Bristol has a long history of protest. In 1793, citizens organised against the imposition of a toll for crossing the bridge over the Avon. The military was called in and soldiers fired on civilians, killing at least ten people and severely injuring more than forty-five. Some of them had simply been returning home from work. In 1831, the city erupted after Parliament rejected the Second Reform Bill. The bus boycott of 1963 led eventually to the Race Relations Act 1965, which made racial discrimination in public places unlawful. More recently, BLM protesters removed the 19th-century statue of the slave-trader Edward Colston from its plinth and dumped it in the harbour.
Early media reports of Bristol’s first ‘Kill the Bill’ protest last month left little room for doubt concerning who was to blame for its unexpectedly violent turn. Videos circulated of protesters setting fire to police cars. The windows of Bridewell Police Station were smashed by drunken protesters with glass bottles. The Avon and Somerset police force released a statement claiming that twenty of their officers had been injured, some with broken bones.
As with most contested events, there was a grain of truth to the different conflicting narratives. Something definitely went wrong on the night of 21 March, as the protests moved in a direction not intended by the organisers. But the lines between good and bad were not as neat as the initial media reports suggested. As the protests continued into the following week, more footage of police brutality emerged. Riot shields were used as weapons. Reporters were targeted by police violence.
Meanwhile, the Avon and Somerset police force admitted that their statement about the injuries endured by their officers had been exaggerated. No policeman had broken any bones. What motivated the police to overstate their evidence? And what prevented the media from examining the facts more critically?

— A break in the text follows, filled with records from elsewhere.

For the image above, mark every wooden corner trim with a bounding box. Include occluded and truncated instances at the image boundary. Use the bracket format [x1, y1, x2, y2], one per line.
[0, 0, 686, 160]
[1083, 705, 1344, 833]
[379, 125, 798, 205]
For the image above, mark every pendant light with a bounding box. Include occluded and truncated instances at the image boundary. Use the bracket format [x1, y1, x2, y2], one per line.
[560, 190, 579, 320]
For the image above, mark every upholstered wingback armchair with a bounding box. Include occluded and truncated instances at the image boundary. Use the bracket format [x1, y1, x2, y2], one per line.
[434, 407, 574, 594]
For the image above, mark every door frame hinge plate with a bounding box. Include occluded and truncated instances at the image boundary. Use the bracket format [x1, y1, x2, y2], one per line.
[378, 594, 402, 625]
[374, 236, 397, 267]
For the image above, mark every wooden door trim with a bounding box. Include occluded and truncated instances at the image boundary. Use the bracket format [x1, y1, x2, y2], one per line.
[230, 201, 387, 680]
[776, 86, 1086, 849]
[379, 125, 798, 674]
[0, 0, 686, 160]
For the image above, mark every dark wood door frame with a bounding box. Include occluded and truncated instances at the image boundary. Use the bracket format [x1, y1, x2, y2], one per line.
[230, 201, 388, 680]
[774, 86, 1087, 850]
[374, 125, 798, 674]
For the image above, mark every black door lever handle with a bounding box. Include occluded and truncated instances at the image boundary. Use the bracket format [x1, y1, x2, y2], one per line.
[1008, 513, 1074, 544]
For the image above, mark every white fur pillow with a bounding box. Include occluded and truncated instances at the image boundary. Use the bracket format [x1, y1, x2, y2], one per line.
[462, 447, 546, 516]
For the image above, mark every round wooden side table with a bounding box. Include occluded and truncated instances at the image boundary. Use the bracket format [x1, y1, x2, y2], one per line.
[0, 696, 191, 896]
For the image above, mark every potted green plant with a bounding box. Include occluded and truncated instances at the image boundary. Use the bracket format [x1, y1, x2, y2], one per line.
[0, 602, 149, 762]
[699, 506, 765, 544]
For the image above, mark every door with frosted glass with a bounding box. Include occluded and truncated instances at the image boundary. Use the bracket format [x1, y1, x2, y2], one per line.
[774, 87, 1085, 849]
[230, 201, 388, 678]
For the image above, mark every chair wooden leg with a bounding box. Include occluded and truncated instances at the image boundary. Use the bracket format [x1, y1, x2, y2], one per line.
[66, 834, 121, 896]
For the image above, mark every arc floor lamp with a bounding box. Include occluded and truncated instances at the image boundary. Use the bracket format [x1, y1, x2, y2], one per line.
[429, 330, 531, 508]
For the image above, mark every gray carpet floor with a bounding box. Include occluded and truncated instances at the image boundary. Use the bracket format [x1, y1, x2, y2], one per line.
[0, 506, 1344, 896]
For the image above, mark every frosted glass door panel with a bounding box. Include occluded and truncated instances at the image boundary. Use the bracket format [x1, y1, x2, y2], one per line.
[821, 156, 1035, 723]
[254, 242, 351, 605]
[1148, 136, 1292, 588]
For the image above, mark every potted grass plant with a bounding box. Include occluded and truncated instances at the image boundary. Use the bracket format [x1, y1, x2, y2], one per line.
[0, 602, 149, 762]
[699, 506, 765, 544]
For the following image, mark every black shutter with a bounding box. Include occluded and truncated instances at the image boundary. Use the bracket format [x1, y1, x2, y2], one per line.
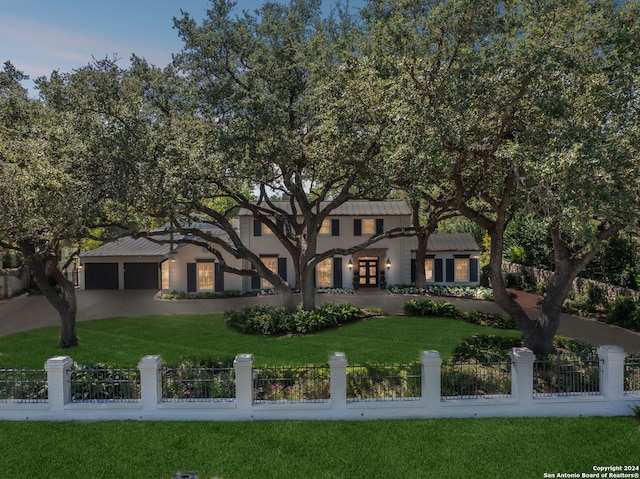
[333, 258, 342, 288]
[469, 258, 478, 283]
[353, 218, 362, 236]
[331, 218, 340, 236]
[446, 258, 455, 283]
[251, 276, 260, 289]
[187, 263, 198, 293]
[435, 258, 442, 283]
[213, 263, 224, 292]
[278, 258, 287, 281]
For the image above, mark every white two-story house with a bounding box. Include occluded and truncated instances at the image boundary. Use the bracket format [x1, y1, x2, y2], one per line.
[80, 201, 480, 292]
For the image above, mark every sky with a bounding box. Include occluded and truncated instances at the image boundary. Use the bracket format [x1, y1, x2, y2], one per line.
[0, 0, 364, 92]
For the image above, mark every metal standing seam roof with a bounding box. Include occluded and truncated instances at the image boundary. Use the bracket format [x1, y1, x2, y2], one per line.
[427, 233, 480, 251]
[80, 236, 175, 258]
[238, 200, 411, 216]
[80, 223, 228, 258]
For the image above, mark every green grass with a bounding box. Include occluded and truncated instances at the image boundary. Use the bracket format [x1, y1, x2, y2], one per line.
[0, 314, 519, 368]
[0, 315, 640, 479]
[0, 417, 640, 479]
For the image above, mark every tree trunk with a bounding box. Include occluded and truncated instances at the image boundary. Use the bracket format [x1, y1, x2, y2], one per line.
[277, 287, 298, 313]
[300, 265, 316, 311]
[29, 251, 78, 349]
[488, 229, 540, 352]
[416, 230, 430, 288]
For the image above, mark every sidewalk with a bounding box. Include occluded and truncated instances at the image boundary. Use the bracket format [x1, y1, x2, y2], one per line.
[0, 290, 640, 353]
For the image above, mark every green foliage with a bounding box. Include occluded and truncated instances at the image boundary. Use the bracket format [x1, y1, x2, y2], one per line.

As the protests progressed, police violence became indiscriminate, arbitrary and indefensible. The story of the noble and innocent policemen, bruised by reckless protesters setting fire to their cars and breaking their bones, was coming undone. Under the Police, Crime, Sentencing and Courts Bill, the public action necessary to expose false narratives like these would be criminalised. By promising to suppress even non-violent protests, the government is following the surest path of turning every peaceful demonstration into a violent one.